I like to use Jupyter Notebook. If I run it in a VM in virtualbox, I can save the state of the VM, and then pick up right where I left off the next day. Can I do something similar if I were to run it in a docker container? i.e. dump the "state" of the container to disk, then crank it back up and reload the "state"?
It looks like
docker checkpoint may be the thing I'm attempting to accomplish here. There's not much in the docs that describes it as such. In fact, the docs for
docker checkpoint say "Manage checkpoints" which is massively unhelpful.
UPDATE: This IS, in fact, what docker checkpoint is supposed to accomplish. When I checkpoint my jupyter notebook container, it saves it, I can start it back up with
docker start --checkpoint [my_checkpoint] jupyter_notebook, and it shows the things I had running as being in a
Running state. However, attempts to then use the
Running notebooks fail. I'm not sure if this is a CRIU issue or a Jupyter issue, but I'll bring it up in the appropriate git issue tracker.
docker checkpoint is the thing that is supposed to provide VM-save-state/hibernate style functionality.
The closest approach I can see is
docker pause <container-id>
The docker pause command suspends all processes in the specified containers. On Linux, this uses the cgroups freezer. Traditionally, when suspending a process the SIGSTOP signal is used, which is observable by the process being suspended.
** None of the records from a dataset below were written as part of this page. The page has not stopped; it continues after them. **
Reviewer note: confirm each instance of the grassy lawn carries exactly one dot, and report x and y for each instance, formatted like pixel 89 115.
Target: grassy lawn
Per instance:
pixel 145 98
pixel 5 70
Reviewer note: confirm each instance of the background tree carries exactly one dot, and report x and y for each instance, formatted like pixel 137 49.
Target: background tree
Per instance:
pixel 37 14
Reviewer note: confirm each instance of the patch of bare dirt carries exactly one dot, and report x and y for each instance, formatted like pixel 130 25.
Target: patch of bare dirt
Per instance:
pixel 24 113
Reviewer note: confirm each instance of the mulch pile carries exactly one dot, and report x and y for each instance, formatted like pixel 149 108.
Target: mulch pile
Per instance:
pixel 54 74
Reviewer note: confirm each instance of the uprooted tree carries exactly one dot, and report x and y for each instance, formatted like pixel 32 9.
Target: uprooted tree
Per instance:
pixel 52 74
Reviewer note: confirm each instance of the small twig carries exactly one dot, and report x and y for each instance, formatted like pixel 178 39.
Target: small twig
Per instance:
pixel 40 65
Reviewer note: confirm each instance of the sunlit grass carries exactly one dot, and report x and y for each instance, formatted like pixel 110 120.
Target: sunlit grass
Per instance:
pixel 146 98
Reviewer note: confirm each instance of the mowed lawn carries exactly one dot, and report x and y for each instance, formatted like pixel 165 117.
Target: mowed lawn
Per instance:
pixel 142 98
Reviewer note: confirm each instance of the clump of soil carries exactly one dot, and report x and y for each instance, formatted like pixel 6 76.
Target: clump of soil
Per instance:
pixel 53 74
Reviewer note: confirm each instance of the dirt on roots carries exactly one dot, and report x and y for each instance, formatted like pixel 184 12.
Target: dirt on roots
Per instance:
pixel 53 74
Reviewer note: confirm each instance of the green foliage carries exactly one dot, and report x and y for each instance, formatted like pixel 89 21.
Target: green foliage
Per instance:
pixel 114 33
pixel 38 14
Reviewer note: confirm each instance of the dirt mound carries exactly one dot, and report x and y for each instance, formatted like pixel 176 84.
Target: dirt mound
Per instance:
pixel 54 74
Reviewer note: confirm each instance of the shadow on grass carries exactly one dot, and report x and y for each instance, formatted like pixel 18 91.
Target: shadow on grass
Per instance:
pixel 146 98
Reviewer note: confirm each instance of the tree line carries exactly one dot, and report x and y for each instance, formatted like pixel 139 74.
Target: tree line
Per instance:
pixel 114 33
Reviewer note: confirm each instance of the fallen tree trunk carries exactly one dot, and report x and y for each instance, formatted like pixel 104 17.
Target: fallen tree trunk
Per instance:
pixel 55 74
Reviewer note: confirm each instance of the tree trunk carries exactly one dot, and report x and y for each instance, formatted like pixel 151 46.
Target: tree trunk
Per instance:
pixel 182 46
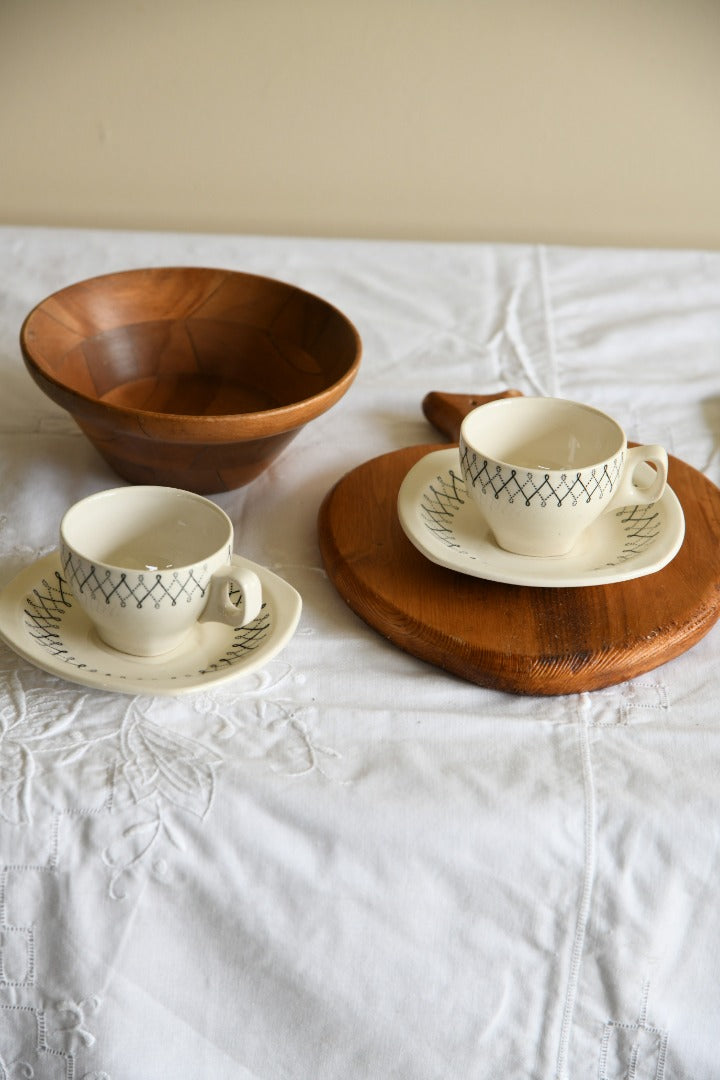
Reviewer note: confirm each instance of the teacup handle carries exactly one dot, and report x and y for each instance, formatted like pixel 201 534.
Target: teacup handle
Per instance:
pixel 628 491
pixel 220 606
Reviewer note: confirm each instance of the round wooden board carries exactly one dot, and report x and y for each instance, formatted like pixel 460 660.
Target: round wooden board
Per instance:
pixel 511 637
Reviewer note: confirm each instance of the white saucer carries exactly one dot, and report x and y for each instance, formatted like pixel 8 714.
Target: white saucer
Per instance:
pixel 447 527
pixel 39 620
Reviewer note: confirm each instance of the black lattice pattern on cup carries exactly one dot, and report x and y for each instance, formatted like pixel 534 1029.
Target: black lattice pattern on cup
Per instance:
pixel 553 489
pixel 138 590
pixel 445 496
pixel 48 606
pixel 44 610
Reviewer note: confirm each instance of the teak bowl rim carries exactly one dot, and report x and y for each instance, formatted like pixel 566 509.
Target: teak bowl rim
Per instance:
pixel 282 415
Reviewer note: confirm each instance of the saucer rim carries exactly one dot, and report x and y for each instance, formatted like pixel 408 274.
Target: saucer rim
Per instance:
pixel 530 571
pixel 285 603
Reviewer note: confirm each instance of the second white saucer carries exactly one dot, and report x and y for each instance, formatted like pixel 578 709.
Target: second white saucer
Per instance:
pixel 39 620
pixel 442 523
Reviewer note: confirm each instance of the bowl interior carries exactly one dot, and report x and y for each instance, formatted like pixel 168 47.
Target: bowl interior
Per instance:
pixel 191 341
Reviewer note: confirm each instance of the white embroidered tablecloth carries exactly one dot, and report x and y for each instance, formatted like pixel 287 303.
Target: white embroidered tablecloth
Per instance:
pixel 351 864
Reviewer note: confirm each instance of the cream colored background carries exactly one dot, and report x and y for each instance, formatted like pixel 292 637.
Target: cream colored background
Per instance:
pixel 568 121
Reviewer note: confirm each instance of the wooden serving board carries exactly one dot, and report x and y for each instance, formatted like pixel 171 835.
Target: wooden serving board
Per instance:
pixel 512 637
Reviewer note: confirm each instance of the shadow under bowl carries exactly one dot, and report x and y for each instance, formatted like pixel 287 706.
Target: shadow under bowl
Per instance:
pixel 190 377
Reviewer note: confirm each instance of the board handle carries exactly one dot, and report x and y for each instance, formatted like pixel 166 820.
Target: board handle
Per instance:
pixel 447 412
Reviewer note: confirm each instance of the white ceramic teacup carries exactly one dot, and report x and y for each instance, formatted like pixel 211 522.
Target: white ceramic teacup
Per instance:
pixel 542 470
pixel 147 563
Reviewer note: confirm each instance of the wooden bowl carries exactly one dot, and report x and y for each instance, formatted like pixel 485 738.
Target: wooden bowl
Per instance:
pixel 190 377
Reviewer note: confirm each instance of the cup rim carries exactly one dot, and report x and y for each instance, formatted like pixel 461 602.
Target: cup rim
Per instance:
pixel 519 403
pixel 132 490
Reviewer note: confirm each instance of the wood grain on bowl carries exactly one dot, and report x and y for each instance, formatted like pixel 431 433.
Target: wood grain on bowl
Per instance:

With the cgroups freezer the process is unaware, and unable to capture, that it is being suspended, and subsequently resumed.
Take into account as an important difference against VirtualBox hibernation, that there is no disk persistence of the memory state of the containerized process.
If you just stop the container, it hibernates:
docker stop myjupyter (hours pass) docker start myjupyter docker attach myjupyter
I do this all the time, especially with docker containers which have web browers in them.